Tempted? I’ll be back in Austria in September if you want to make you travel arrangements to visit.

Arrivals and Departures, or How Canada Regains a Resident

Saturday, July 18th, 2009

Our phone rang at 5:00 Wednesday morning; it was Rebecca letting us know that she arrived home safely back in Canada.

Her last few days in Europe were a bit crazy, but hopefully we sent her off well and with a good feeling about this place she called home for the last year. On Friday a few of her friends came over for a delish BBQ that Markus prepared. I think (not to put words in her mouth) that one of the best parts of this year for Rebecca was meeting new friends. They were absolutely lovely people, and I hope they keep in touch.


On Saturday our friends from Phoenix, the Ravenhills, arrived: parents Cassandra and Mike and their girls Emily (15) and Amanda (13). Rebecca spent countless hours with Emily and Amanda growing up, so they had a blast during this short reunion.


After a stroll around our ancient city center, we all went for a traditional Austrian meal. (There was a LOT of eating this last week.) The adults followed up with a drink on top of the city hall, while the girls took in a free concert by a Russian rock band.



Sunday morning we decided to take the tram up the mountain for a casual brunch at a chalet. Rebecca and Annie weren’t dressed for the cold (bad parents) but the rest of us did the short walk up to the peak, finding some snow on this cool rainy morning. The girls (including Doro, Rebecca’s best friend at school) had a snowball fight in July. Crazy. (Most photos are by Mike…he has a great camera and took maybe a couple of pictures. 1,200 and counting over the first 9 days of their Euro trip.)


Amanda gets to know the locals high above Innsbruck

Amanda gets to know the locals high above Innsbruck

The Doppelgänger of Rebecca is Doro. She speaks English very well and is super sweet.

The Doppelgänger of Rebecca is Doro.
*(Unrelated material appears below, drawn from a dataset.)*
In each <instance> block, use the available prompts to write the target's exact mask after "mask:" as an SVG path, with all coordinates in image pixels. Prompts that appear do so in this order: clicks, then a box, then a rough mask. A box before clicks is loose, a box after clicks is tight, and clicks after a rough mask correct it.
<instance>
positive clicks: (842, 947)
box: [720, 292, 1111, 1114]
She speaks English very well and is super sweet.


Rebecca’s last day was spent packing and shopping. She was given wads of cash from the family, which turned into many, many Euro t-shirts and other clothes. The Ravenhills went with her to get the shoppin’ started. As our present, Markus and I gave her some Austria music (Falco and Austrian folk music) to remember the year. (She requested it…not a bad joke on our part.)

Rebecca was sad to go but also was looking forward to being back in Canada and seeing her mom and Katherine. Markus was clearly down as he loaded the car and drove Rebecca to Munich. Annie and I will catch up with Rebecca in August, but it could be until Christmas or longer until Markus sees her again. Six months is a long time away from your little girl; (she will always be his little girl.) Even though there were some tough moments, I think Rebecca will look back on this year as a positive time in her life.